D'abord je la rêvai,
puis je l'espérai visible,
enfin je la visualisai en me mirant
dans la porte vitrée
qui va au petit salon
avec son grand tapis.

Là, Mirabelle m'attendait.
Elle avait changé de visage.
Ça allait beaucoup plus loin
que la remise en cause d'un maquillage.

Son âme, ce vieux dinosaure exigeant,
la tendait
comme l'on eût défroissé un drap,
à coup de vapeurs successives.

En vrai, elle se confondait
avec ses poumons.
Et moi aussi.
Elle était assise sur le bord de la chaise
de mon arrière grand-mère,
telle une carte prête à s'abattre.
Obligatoirement, un as.

Des larmes me coulaient sur les pieds.
J'essayai alors un nouveau sourire,
me convainquant
que c'était mon tout premier.
La lumière gonflée du rose-saumon
de l'abat-jour
nous plongea dans sa marmite flamboyante,
mais l'on n'était pas pour autant « sépia »
comme lorsqu'on laisse divaguer le temps
hors de notre corps,
hors de nos esprits.
Un ballet nautique s'ensuivit.

Les ondulations du bonheur
nous firent vibrer l'un et l'autre.
C'est entre le tremblement
qui rappelle la mécanique de la peur
et « de cette frénésie
qui implose l'entendement ».      

Paupières qui tressautent :
notre film semble en accéléré.

La peau est un cuir presque bleu.

Un corps qui s'approche
d'un autre corps
bouleverse l'air qui s'échappe
comme une envolée de moineaux.
Nos pieds devinrent alors
des pointus de lame de couteau.

De nos têtes fiévreuses,
les tentacules de nos pensées s'entremêlent,
se jaugent, s'essayèrent,
jamais ne se nouèrent, vous comprenez.
Des muscles avec « nos intentions sur pédoncules ».

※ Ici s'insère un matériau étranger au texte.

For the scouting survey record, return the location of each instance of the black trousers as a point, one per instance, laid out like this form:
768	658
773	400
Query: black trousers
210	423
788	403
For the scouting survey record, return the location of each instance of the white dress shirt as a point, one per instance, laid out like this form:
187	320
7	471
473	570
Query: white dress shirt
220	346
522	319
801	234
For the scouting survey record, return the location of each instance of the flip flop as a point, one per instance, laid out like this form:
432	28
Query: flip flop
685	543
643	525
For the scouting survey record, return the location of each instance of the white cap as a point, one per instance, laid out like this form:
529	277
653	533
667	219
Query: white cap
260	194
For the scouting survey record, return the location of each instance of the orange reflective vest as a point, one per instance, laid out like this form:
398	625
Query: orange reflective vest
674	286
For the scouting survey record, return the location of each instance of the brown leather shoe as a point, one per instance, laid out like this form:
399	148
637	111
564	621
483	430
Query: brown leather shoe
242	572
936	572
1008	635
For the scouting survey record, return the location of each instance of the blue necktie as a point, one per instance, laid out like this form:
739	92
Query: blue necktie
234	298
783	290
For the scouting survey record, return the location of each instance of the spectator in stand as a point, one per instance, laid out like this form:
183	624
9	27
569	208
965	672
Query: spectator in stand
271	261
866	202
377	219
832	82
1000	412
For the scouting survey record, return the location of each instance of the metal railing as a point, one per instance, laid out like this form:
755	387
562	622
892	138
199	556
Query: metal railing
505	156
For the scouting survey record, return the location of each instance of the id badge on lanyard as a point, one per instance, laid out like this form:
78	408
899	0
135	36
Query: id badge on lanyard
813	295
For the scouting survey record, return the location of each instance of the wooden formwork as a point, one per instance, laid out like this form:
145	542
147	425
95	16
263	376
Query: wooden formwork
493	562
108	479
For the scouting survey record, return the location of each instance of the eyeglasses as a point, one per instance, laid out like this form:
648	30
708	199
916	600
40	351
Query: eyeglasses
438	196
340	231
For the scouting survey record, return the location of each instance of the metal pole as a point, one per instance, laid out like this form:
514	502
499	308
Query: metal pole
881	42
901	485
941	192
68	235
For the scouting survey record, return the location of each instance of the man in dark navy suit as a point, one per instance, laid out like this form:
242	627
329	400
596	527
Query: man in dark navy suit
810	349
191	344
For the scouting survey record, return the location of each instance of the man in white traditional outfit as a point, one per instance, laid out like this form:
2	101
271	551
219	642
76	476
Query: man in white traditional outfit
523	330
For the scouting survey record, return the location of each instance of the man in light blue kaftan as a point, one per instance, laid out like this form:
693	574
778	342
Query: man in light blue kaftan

Anémones des mers en balade,
esprits qui cherchent les interstices de l'autre,
les trésors dans les coffres.

« Cintre » que mon sternum
qui avance,
chamboulant les lois de mon physique,
on passe sa vie à vouloir accoster,
je sais, aujourd'hui,
qu'il ne faudra jamais le faire.

Les arabesques d'un parfum de jasmin
nous comblent de ses confettis.
Ivresse à s'évanouir,
et pourquoi pas ?

Je n'ai plus peur du coma.

De même que je ne m'interroge plus
sur là où je suis,
car « le crime de vivre »
m'habite à présent.

Je progresse dans ce sauna de frissons,
avec des tempes étirées, acuminées,
psychiquement ça me ferait presque des cornes,
ce dont j'ai toujours rêvé.
En rouge.

Ses yeux sont deux mondes en rotation,
un voyage interminable
qu'il va me falloir préciser,
rallier de tout mon cœur.

J'aime le bistre de sa fatigue sur sa peau,
ces orbites intermittentes,
cet acompte tragique.
Le corps, c'est avant tout
et même seulement
une somme de relâchements
empaquetés de raison
et de savoir-être.

Sa chair est ma confidente préférée.
On cause terriblement ensemble.
Elle se cabre légèrement,
subtilement
mais infiniment et totalement dans cette petitesse,
comme l'on se rassurerait
de mettre le rôti au frigo,
car la joie s'étire et se fractionne
afin que celle d'aujourd'hui
se retrouve demain.
On est déjà demain.

Nous avons des cous de chevaux.
En voyant le sien,
je réarme le mien,
le présumant déjà girafe.
Néanmoins, ce ne fut pas le cas.

Elle douta de ma présence,
pourtant je reniflai fort,
mais ce n'est que ma « petite vision des choses ».
Et je préférai encore et toujours
me dire que ça ne valut rien
tant elle seule savait
la façon dont il fallait me voir.

« Je suis un assemblage de couleurs qui bougent »…
Voilà que je fonds les perceptives
comme l'on s'affûterait
au contact de l'oxygène,
cette vaste pierre à aiguiser.

Écorché je me sens. Donc immense.
Je me rêve ensuite « enfant adoptif
de la réalité augmentée ».

Puis une petite phrase courte
que je prononçai
a suffi pour la faire déglutir.
Mirabelle devient d'un coup, sous mes yeux,
une autre femme
même si je percevais en elle
toujours un peu de préhistoire.

Lèvres parfaites
comme la toile trempée d'un « K-way rouge »,
or tout ce vaisseau bouge
avec la vitalité d'un lombric
surpris par le jour
qu'a précipité
un innocent coup de binette.

C'est un supplice pour moi,
un enfer de noyade interminable
auquel je n'entends pas échapper.

L'aspirateur est en marche :
autrement dit, à elle je suis entièrement dédié.
Forcément, j'éclate d'avoir en moi
un trop plein de poésie
qui m'est excessivement étranger.

Et tout ça tombe sous le régime de l'amusement.
Dans mon rire
que j'espère de tout mon sang vrai,
elle y met le sien,
doté d'une dentition suprême.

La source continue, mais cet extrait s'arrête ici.